February 12, 2016 – Weekly Brief
TSX Rallies on Friday, Cutting into Earlier Losses as Oil & Financials Jump
The S&P/TSX Composite finished down again this week, but rallied on Friday with a 2.4%, 293.87 point jump, to finish trading at 12,381.24. The Friday uptick was the first positive finish for the TSX in 6 days. As one might expect, this positive finish was mainly driven by increases in the financial and energy sectors; however, all 10 of the TSXs main sectors were in the black on Friday.
Oil, which hit a 12-year low earlier in the week, rebounded strongly to finish the week only slightly down. Once again, renewed optimism over the possibility of an OPEC deal with other producers to cut supply led the to the rebound. From week to week, analyst sentiment seems to be flipping between optimistic and pessimistic on the future of an OPEC agreement.
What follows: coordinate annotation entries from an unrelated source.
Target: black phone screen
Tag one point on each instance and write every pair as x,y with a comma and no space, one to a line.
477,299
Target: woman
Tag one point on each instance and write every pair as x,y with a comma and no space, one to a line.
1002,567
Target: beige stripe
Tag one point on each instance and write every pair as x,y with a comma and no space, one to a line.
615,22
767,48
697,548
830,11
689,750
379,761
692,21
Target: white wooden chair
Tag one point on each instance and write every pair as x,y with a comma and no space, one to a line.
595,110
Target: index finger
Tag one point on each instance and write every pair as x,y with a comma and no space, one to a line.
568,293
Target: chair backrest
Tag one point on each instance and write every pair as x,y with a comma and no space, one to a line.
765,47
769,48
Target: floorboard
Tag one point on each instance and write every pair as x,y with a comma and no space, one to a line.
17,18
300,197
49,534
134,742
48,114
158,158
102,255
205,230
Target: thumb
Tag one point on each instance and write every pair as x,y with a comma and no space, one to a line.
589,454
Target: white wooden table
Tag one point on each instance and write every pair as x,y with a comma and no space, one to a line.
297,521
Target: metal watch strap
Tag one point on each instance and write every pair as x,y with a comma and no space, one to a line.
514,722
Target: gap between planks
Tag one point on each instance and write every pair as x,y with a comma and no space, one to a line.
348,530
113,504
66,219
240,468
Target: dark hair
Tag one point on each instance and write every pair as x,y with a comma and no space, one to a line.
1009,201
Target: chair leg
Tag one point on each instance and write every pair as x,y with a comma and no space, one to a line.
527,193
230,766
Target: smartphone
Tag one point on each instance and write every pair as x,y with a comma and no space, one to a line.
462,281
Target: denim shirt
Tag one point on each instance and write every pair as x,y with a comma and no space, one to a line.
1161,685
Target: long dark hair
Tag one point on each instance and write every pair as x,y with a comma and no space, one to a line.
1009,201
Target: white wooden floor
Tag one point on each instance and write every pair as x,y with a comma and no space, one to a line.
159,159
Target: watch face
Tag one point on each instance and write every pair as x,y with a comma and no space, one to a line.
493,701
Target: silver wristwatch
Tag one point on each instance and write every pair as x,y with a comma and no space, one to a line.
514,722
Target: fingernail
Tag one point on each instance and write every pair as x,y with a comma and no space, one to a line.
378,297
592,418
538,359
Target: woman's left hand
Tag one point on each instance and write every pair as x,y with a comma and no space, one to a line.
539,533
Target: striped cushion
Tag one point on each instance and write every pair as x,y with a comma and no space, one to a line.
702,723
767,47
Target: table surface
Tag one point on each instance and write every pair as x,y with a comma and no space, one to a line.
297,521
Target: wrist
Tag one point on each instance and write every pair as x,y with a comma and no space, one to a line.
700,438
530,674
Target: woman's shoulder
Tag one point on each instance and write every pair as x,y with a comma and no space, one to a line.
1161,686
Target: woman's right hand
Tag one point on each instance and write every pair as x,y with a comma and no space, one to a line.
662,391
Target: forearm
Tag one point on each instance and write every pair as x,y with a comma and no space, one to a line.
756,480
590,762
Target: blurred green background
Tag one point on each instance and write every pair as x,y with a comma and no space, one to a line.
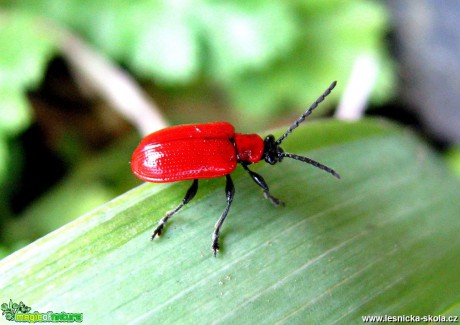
66,140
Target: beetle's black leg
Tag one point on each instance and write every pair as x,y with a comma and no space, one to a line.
230,192
188,197
261,182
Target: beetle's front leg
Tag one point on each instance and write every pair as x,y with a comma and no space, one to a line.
230,193
188,197
259,180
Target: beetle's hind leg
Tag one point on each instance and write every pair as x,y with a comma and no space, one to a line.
230,193
259,180
188,197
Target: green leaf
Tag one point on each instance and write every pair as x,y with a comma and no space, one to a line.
383,240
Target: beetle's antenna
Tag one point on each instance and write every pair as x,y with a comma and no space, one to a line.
311,162
307,112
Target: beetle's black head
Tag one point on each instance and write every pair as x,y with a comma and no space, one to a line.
273,152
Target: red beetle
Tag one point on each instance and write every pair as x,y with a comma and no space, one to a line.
211,150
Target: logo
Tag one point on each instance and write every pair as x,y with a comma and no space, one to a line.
21,313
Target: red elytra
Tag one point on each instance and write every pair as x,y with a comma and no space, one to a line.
197,151
193,152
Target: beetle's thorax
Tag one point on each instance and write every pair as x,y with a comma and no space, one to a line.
249,147
272,151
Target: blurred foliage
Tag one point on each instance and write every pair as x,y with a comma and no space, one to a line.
453,159
263,53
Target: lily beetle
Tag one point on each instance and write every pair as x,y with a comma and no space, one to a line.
196,151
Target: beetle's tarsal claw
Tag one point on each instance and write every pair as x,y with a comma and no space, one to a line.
275,201
215,247
157,232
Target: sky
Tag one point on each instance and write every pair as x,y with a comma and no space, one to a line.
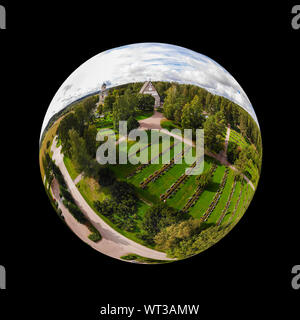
148,61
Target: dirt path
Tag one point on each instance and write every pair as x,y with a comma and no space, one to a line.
113,243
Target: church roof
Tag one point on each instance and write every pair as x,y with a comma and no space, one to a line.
144,86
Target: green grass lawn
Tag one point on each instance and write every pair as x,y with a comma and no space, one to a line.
215,215
167,179
208,194
237,138
73,172
233,202
168,125
91,190
186,190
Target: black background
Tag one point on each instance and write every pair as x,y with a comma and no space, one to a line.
51,271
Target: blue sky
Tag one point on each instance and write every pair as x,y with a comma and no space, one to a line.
144,61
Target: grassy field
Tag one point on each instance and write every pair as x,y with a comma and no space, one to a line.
168,125
215,215
208,194
49,136
71,168
237,138
143,115
186,190
91,191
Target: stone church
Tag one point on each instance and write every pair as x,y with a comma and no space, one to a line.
148,88
103,93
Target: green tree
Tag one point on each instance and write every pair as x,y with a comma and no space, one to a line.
89,136
214,128
145,102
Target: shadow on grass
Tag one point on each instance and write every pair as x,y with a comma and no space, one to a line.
213,187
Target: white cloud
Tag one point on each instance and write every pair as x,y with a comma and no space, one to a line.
144,61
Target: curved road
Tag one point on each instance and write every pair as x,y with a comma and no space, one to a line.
113,243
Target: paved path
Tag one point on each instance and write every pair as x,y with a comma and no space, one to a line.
78,178
113,243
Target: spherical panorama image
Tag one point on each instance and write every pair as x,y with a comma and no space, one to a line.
150,152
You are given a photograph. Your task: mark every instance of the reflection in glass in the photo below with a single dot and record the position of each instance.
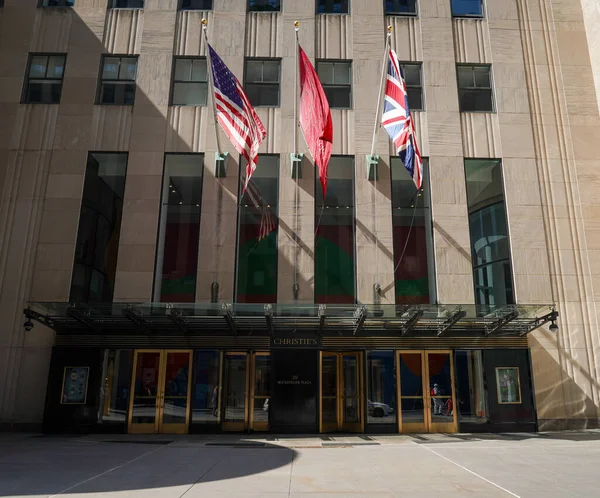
(205, 407)
(413, 237)
(145, 388)
(114, 393)
(176, 388)
(335, 235)
(234, 385)
(99, 229)
(381, 376)
(179, 229)
(471, 389)
(490, 244)
(257, 237)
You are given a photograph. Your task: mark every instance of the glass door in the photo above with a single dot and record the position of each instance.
(341, 392)
(235, 392)
(411, 392)
(160, 386)
(440, 393)
(426, 392)
(260, 391)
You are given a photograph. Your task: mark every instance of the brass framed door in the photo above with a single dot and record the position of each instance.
(160, 386)
(260, 391)
(341, 392)
(235, 392)
(426, 391)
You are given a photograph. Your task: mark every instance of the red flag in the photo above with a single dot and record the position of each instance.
(315, 117)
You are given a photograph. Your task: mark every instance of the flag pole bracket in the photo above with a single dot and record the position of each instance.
(296, 165)
(221, 164)
(372, 168)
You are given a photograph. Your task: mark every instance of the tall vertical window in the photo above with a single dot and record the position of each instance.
(335, 271)
(401, 7)
(99, 229)
(257, 236)
(190, 81)
(490, 244)
(336, 78)
(117, 83)
(467, 8)
(264, 5)
(414, 271)
(45, 74)
(332, 6)
(179, 229)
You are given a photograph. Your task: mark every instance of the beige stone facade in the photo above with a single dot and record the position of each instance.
(546, 132)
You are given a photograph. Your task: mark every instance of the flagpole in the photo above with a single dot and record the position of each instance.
(212, 86)
(383, 70)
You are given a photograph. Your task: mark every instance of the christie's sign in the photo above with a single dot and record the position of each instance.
(294, 342)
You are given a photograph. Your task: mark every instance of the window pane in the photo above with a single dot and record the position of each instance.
(110, 70)
(192, 94)
(179, 229)
(128, 68)
(332, 6)
(335, 235)
(257, 237)
(325, 71)
(37, 68)
(467, 7)
(342, 73)
(401, 6)
(253, 71)
(465, 77)
(96, 256)
(482, 77)
(264, 5)
(199, 72)
(271, 71)
(205, 404)
(114, 393)
(56, 66)
(183, 69)
(381, 373)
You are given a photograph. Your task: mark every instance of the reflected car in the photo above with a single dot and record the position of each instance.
(379, 409)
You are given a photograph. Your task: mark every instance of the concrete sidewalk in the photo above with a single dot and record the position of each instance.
(527, 465)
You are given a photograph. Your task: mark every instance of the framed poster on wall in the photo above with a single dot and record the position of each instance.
(74, 390)
(508, 385)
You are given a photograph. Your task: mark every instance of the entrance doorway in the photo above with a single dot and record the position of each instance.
(341, 392)
(426, 391)
(246, 391)
(160, 401)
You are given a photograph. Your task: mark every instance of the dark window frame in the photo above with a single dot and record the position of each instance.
(421, 87)
(101, 80)
(475, 88)
(469, 16)
(402, 14)
(42, 2)
(27, 80)
(269, 83)
(319, 211)
(174, 81)
(249, 8)
(181, 7)
(332, 13)
(334, 85)
(111, 5)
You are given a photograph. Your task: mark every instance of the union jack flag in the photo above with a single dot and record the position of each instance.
(268, 223)
(235, 114)
(398, 123)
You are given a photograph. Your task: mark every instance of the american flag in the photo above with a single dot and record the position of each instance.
(235, 114)
(398, 122)
(268, 223)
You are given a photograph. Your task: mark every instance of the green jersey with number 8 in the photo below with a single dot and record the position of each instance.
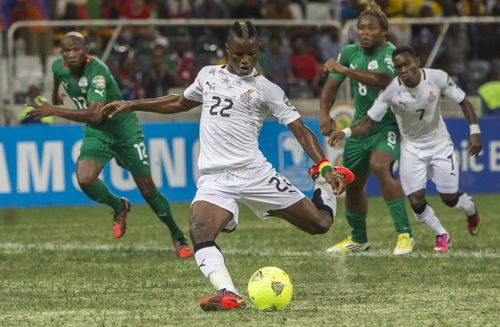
(96, 83)
(380, 61)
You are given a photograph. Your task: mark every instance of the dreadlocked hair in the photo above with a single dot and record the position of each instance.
(244, 30)
(373, 9)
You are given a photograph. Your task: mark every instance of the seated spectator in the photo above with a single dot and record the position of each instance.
(247, 9)
(183, 60)
(276, 64)
(489, 93)
(158, 79)
(136, 9)
(305, 67)
(179, 8)
(278, 9)
(210, 9)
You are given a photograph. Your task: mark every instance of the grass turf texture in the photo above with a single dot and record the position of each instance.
(60, 267)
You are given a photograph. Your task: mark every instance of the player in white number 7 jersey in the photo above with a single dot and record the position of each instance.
(235, 100)
(426, 148)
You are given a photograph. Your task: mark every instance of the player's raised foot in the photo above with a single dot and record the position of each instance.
(182, 249)
(223, 300)
(120, 220)
(441, 245)
(404, 245)
(348, 246)
(474, 223)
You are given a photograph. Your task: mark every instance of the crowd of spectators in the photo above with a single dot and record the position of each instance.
(147, 60)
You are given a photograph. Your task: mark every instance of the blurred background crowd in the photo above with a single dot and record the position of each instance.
(148, 61)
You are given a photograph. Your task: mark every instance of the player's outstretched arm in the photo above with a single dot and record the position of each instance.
(169, 104)
(92, 114)
(359, 128)
(475, 134)
(376, 79)
(326, 100)
(311, 146)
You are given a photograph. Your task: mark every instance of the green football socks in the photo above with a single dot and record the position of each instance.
(100, 193)
(161, 208)
(358, 226)
(399, 216)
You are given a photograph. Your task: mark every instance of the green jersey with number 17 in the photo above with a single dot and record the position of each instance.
(380, 61)
(96, 84)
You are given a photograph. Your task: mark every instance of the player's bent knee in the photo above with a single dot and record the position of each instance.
(321, 225)
(85, 181)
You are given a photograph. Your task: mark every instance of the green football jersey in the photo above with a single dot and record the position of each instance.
(380, 61)
(97, 84)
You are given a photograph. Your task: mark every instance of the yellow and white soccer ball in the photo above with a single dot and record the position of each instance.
(270, 289)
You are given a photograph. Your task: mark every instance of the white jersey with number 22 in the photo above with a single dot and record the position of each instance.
(234, 109)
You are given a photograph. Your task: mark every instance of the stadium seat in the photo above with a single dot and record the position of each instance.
(318, 11)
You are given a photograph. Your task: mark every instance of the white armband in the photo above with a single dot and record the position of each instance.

West Texas Intermediate saw future contracts rise 12%.
The Loonie finished the week at 72.22 cents to the US Dollar, up 0.5% for the week. Gold has been seen all year as a safe haven, and that sentiment did not change this week; indeed, Gold increased on the week to $1238.50 per ounce, up 5.5% for the week. Gold maintained its status trend as a safe haven, as evidenced by it’s nearly 11% increase year-to-date.
In the U.S., data from Friday revealed that consumer confidence has declined in February, with stock prices and the perception of weaker global conditions being front-and-centre in consumers’ thoughts. A difficult week in the U.S. markets did nothing to bolster consumer confidence either, as all markets were down for the week.
Much of the selloff was sparked on Wednesday, as U.S. Federal Reserve Chair Janet Yellen’s Tuesday remarks to Congress indicated a potential delay in further rate hikes. Worries about a softening U.S. economy were certainly not eased by these statements, and Wednesday saw a selloff in Europe and Asia which was followed by similar such selloffs later in the day in North America.
Many banks also scared investors, as plunging rates around the world have led to fears of decreasing profitability for banks; consequently, banks in Greece, France, Italy and Germany saw their stocks decrease. Sweden Central Bank “Riksbank” also added fuel to the fire with an additional rate cut, plunging the key Swedish rate to -0.5% from -0.35%.
Falling markets continue to offer a stellar opportunity for Canadians looking to invest for the long term. By adding to their current portfolios, investors in Canada can enjoy a lowered average cost base on their overall portfolio. To be sure, low oil prices are transferring money out of the hands of oil exporters and into the hands of oil importing countries.
Inevitably, that transfer will lead to increased spending by these importing countries. Increased spending will help the economy to grow, and the ensuing market rebounds will allow today’s investments to enjoy strong growth down the line. It cannot be stressed enough how opportune the timing is of the markets declining, as the RRSP contribution deadline for the 2015 Tax Year is a little over 2 weeks away (February 29th).
Why A Bad Economy Can Make for a Better Lifestyle
Market Update as of February 12, 2016
The TSX closed at 12381, down -383 points or -3.00% over the past week. YTD the TSX is down -4.67%.
The DOW closed at 15974, down -231 points or -1.43% over the past week. YTD the DOW is down -8.33%.
The S&P closed at 1865, down -15 points or -0.80% over the past week. YTD the S&P is down -8.76%.
The Nasdaq closed at 4338, down -251 points or -0.57% over the past week. YTD the Nasdaq is down -13.36%.
Gold closed at 1239, up 56.00 points or 5.54% over the past week. YTD gold is up 17.00%.
Oil closed at 29.08, down -1.77 points or -5.74% over the past week. YTD oil is down -21.51%.
The USD/CAD closed at 1.384803, down -0.0058 points or -0.42% over the past week. YTD the USD/CAD is up 0.08%.
The MSCI closed at 1469, down -80 points or -5.16% over the past week. YTD the MSCI is down -11.67%.
The Euro Stoxx 50 closed at 2756, down -123 points or -4.27% over the past week. YTD the Euro Stoxx 50 is down -15.67%.
The FTSE closed at 5708, down -140 points or -2.39% over the past week. YTD the FTSE is down -8.55%.
The CAC closed at 3995, down -216 points or -4.90% over the past week. YTD the CAC is down -13.85%.
DAX closed at 8968, down -512.00 points or -3.42% over the past week. YTD DAX is down -16.52%.
Nikkei closed at 14953, down -1867.00 points or -11.10% over the past week. YTD Nikkei is down -21.44%.
The Shanghai closed at 2765, up 1.0000 points or 0.04% over the past week. YTD the Shanghai is down -21.87%.